Hierarchical Dataset Selection for High-Quality Data Sharing
Xiaona Zhou, Yingyan Zeng, Ran Jin, Ismini Lourentzou
2025-12-17
Summary
This paper focuses on how to smartly choose which datasets to use when training machine learning models, especially when you have lots of different options available.
What's the problem?
Machine learning models need good data to learn, but often that data comes from many different places, like different websites or research groups. These datasets aren't all created equal – some are more helpful than others. Current methods usually pick individual pieces of data randomly, treating all sources as equally good, which isn't efficient or effective. It's hard to decide which entire datasets will give the biggest boost to a model's performance, especially when you have limited resources like time or computing power.
What's the solution?
The researchers developed a method called DaSH, which stands for Dataset Selection via Hierarchies. DaSH doesn't just look at individual datasets, but also groups them together (like by the institution that created them). It figures out which datasets and groups of datasets are most useful, even if it doesn't have a lot of information to start with. It does this by modeling how helpful each dataset is at different levels, allowing it to make smart choices quickly.
Why it matters?
This work is important because it makes training machine learning models more efficient and accurate. By intelligently selecting datasets, DaSH can achieve better results with less effort, which is crucial when dealing with large amounts of data from various sources. It’s also robust, meaning it works well even when there isn’t much data available or when the available data isn’t perfectly suited to the task, making it practical for real-world applications.
Abstract
The success of modern machine learning hinges on access to high-quality training data. In many real-world scenarios, such as acquiring data from public repositories or sharing across institutions, data is naturally organized into discrete datasets that vary in relevance, quality, and utility.
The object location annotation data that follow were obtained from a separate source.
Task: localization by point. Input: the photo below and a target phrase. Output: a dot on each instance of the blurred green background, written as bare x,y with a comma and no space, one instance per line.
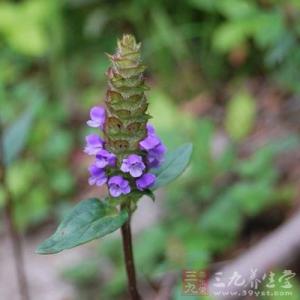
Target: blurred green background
223,75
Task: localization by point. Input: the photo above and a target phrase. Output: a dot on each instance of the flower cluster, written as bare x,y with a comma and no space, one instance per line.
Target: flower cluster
134,165
128,147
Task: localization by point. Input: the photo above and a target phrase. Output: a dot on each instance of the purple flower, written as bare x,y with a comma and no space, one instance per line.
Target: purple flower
98,176
97,114
150,129
133,165
93,144
118,186
156,156
105,158
146,181
154,147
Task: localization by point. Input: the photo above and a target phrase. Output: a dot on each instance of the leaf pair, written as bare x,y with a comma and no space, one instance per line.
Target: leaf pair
92,218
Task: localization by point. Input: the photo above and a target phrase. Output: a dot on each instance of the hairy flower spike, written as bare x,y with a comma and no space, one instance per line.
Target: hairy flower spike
130,146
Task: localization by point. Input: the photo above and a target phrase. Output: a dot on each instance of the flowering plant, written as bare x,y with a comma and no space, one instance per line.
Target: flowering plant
129,158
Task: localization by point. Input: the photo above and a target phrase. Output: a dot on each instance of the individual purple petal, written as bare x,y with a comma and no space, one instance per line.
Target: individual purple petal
150,142
155,157
150,129
97,176
133,165
93,144
146,181
97,114
118,185
105,158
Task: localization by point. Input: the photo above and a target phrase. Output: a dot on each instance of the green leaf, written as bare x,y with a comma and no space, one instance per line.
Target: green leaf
175,163
14,137
89,220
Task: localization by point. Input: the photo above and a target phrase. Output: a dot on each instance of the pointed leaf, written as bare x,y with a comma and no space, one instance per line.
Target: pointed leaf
89,220
174,165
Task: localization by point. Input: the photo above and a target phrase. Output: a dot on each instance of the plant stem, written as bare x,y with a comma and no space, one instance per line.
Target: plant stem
17,252
12,231
129,261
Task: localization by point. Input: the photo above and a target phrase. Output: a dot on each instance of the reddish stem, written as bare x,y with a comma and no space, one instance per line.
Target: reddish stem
129,261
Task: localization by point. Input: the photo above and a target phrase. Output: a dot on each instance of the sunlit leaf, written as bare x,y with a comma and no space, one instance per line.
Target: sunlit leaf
89,220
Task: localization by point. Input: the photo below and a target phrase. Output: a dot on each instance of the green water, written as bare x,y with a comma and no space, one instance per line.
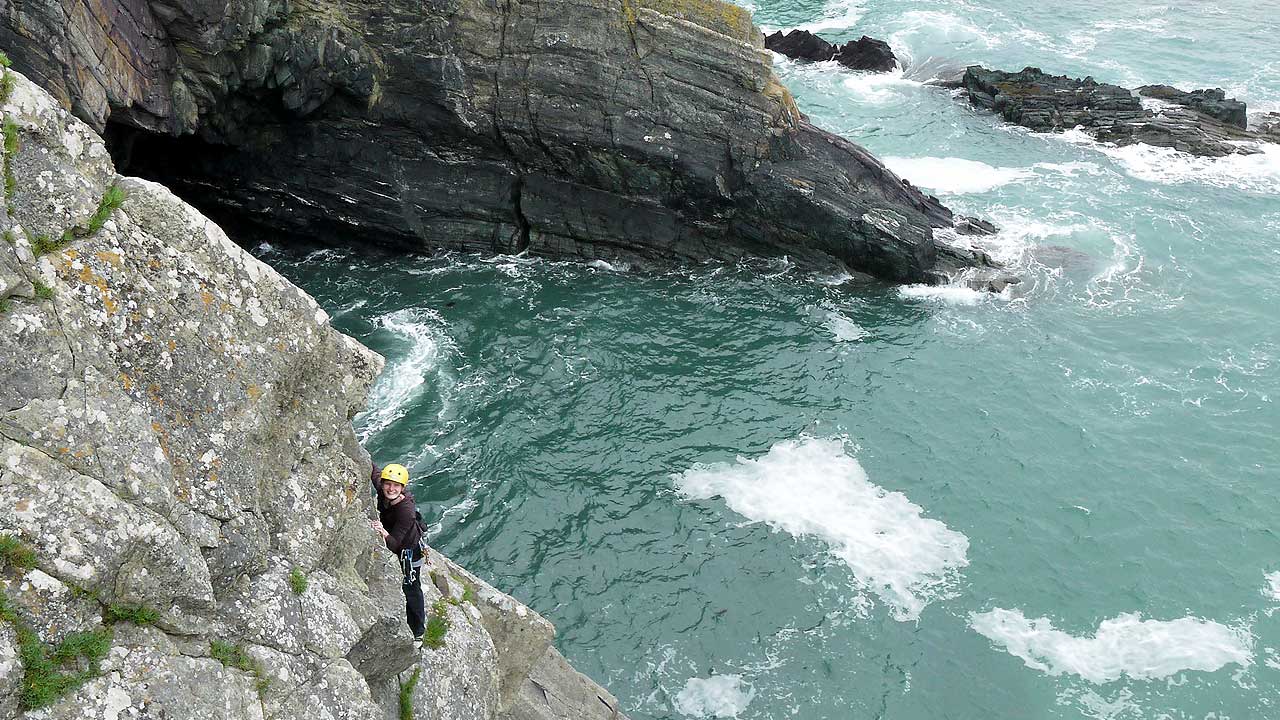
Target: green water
745,491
Selecting which repositories or institutions to search for useful datasets, and which datasets to incorporate into model training are therefore critical decisions, yet most existing methods select individual samples and treat all data as equally relevant, ignoring differences between datasets and their sources. In this work, we formalize the task of dataset selection: selecting entire datasets from a large, heterogeneous pool to improve downstream performance under resource constraints. We propose Dataset Selection via Hierarchies (DaSH), a dataset selection method that models utility at both dataset and group (e.g., collections, institutions) levels, enabling efficient generalization from limited observations. Across two public benchmarks (Digit-Five and DomainNet), DaSH outperforms state-of-the-art data selection baselines by up to 26.2% in accuracy, while requiring significantly fewer exploration steps. Ablations show DaSH is robust to low-resource settings and lack of relevant datasets, making it suitable for scalable and adaptive dataset selection in practical multi-source learning workflows.